Connect Four (or Five)

Posted by on February 25th 2012 in Astrostuff

You'll all have noticed the line of lights in the south-western sky at about 18:30 GMT yesterday evening, no?

It's not the greatest of pics but it's the best I could do in a rush:

This is what you get: upper-left = Jupiter, middle = Venus, lower-right = our Moon

The 4th in the line is Jupiter's moon Ganymede (a tiny dot really close to Jupiter, you'll need to look at the full-size pic to find it).

Other folk have also seen Mercury (even lower than and further right of our Moon) from their locations, but from here it was down in the light-polluted clag.

There'll be similar such alignments in the south-western sky for several nights - have a look, take some pics, see what you can catch - here's what's on offer just after sundown on Monday:

Just don't go being stupid and looking directly at the Sun - it's another one of those things that'll make you go blind 😯

Observing Report 24th-25th July 2011 (Messiers, Jupiter and Moon but no Sun)

Posted by on July 28th 2011 in Astrostuff, Observing Reports, Pics

Sunday evening was still and clear with good seeing so I made my excuses and headed to the shed for another Messier Object imaging session. For some reason the northern skies were darker than I'd expected so I had a look around there and decided to try to image M81 and M82 in one hit. After a bit of jiggery-pokery I got the 1000D rotated to get a decent framing and then I set to with the hardware and software. After a couple of hours I'd got some decent subframes so I moved to a different target - M74. This thing isn't called The Phantom for no good reason... it's hard to image because it's so dim. I upped the exposure from the standard 5 minutes to a more realistic 15 but still didn't get useful results so I scrubbed the attempt.

By then the Moon was rising and the sky was lightening. Jupiter had already risen and was an obvious target so I opted to go for a wide shot with the webcam and CCD camera in order to pick up some Galilean moons.

That finished, I turned the scope towards the Moon which was by then well above the horizon with the Sun not far behind. Just enough time to grab some CCD data to make another big mosaic.

I had intended to go the last mile and get some early-morning sunspot images but before the Sun reached a suitable position I was too knackered so I called it a morning, packed up and got me a few ZZZZs before the usual waking-up time.

Clickable results as follows:

M81 (aka Bode's Galaxy, NGC 3031, lower-right) and M82 (aka The Cigar Galaxy, NGC 3034, upper-left),
a pair of galaxies in the constellation Ursa Major.
Subs: 24 light @ 300s, darks and bias frames, ISO400.
1000D on the 6" R-C, guided with PHD.

L to R: Jupiter, Europa, Io, Ganymede.
Luminance: 100/1000 frames stacked with K3CCDTools3,
DMK mono CCD camera on the 6" R-C.
Colour: 100/1000 frames stacked with K3CCDTools3, SPC900NC webcam on the 6" R-C.

 The Moon.
14-pane mosaic created with iMerge.
Each pane 500/2000 frames stacked with K3CCDTools3.
DMK mono CCD camera on the 6" R-C, unguided.
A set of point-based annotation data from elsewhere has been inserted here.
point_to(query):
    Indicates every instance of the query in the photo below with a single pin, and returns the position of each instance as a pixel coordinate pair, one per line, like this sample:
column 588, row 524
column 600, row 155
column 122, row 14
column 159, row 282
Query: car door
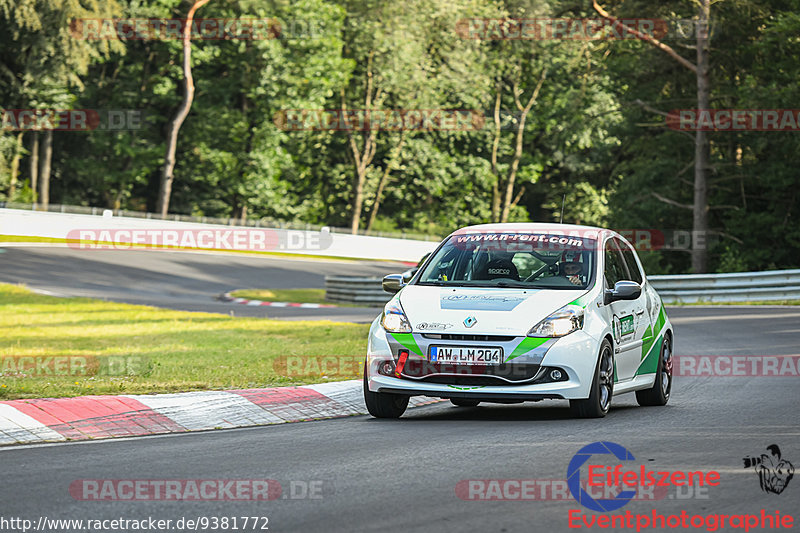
column 641, row 309
column 623, row 314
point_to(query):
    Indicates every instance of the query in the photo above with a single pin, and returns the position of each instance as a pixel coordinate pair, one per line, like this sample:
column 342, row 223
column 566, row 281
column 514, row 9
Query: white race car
column 509, row 313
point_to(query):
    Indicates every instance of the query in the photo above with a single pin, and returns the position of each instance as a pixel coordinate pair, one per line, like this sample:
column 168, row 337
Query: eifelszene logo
column 617, row 477
column 774, row 473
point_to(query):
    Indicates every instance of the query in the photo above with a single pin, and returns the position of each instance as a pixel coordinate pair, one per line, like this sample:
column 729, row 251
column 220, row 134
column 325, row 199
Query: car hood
column 496, row 311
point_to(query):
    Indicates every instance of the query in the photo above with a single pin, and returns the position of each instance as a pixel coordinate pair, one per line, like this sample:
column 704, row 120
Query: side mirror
column 623, row 290
column 393, row 283
column 408, row 274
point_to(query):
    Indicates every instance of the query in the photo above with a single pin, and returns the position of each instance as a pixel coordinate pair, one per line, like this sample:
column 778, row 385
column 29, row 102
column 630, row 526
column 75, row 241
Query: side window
column 615, row 265
column 630, row 261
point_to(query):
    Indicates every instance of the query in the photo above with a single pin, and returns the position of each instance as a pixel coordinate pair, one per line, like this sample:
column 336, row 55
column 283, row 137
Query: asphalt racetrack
column 412, row 474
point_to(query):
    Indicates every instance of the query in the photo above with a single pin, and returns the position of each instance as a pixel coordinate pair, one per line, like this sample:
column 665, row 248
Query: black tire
column 383, row 405
column 658, row 394
column 599, row 400
column 463, row 402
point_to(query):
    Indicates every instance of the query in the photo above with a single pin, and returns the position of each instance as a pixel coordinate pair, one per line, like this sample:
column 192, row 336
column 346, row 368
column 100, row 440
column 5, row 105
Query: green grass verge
column 301, row 296
column 172, row 350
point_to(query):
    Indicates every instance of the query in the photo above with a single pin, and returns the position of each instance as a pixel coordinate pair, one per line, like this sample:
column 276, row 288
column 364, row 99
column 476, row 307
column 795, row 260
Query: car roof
column 539, row 227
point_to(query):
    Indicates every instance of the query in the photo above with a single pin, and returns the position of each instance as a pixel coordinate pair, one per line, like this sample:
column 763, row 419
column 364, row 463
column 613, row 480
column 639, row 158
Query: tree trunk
column 701, row 146
column 701, row 150
column 167, row 170
column 34, row 163
column 44, row 168
column 384, row 180
column 12, row 185
column 358, row 198
column 362, row 160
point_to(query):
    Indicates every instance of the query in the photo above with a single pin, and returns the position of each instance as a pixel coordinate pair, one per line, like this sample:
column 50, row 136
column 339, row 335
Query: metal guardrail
column 689, row 288
column 264, row 222
column 355, row 290
column 733, row 287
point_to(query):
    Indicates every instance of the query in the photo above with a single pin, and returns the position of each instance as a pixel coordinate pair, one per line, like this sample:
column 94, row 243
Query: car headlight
column 563, row 322
column 394, row 319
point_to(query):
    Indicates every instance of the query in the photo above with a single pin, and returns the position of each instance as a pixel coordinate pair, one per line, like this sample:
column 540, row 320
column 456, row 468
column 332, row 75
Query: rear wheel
column 463, row 402
column 659, row 393
column 599, row 400
column 381, row 404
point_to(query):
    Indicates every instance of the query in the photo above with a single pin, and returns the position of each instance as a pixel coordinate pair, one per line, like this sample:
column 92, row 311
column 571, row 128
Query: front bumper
column 575, row 355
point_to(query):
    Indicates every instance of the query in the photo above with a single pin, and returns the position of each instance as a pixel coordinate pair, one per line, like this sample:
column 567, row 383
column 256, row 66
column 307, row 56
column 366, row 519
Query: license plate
column 466, row 355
Observing Report 29th-30th July 2010 (Ganymede shadow transit)

Posted by on July 30th 2010 in Astrostuff, Observing Reports, Pics

The was a short period of clearish sky here last night, it was the first reasonable observing opportunity for a long time so I took the chance and got set up in the obsy. The Moon was up which meant that doing any deep-sky observing was a no-no, so I had to be content with Jupiter and viewing some lunar craters.

I couldn't get any good high-resolution data for Jupiter, as the seeing was quite bad, so I went for a slightly wider field of view than usual and managed to catch a few moons and a transit as well. Here's the first edit, run yer mouse over it to see what's what:

 

 

 

The processing of the lunar data will take quite some time, so I'll put the results in a separate post.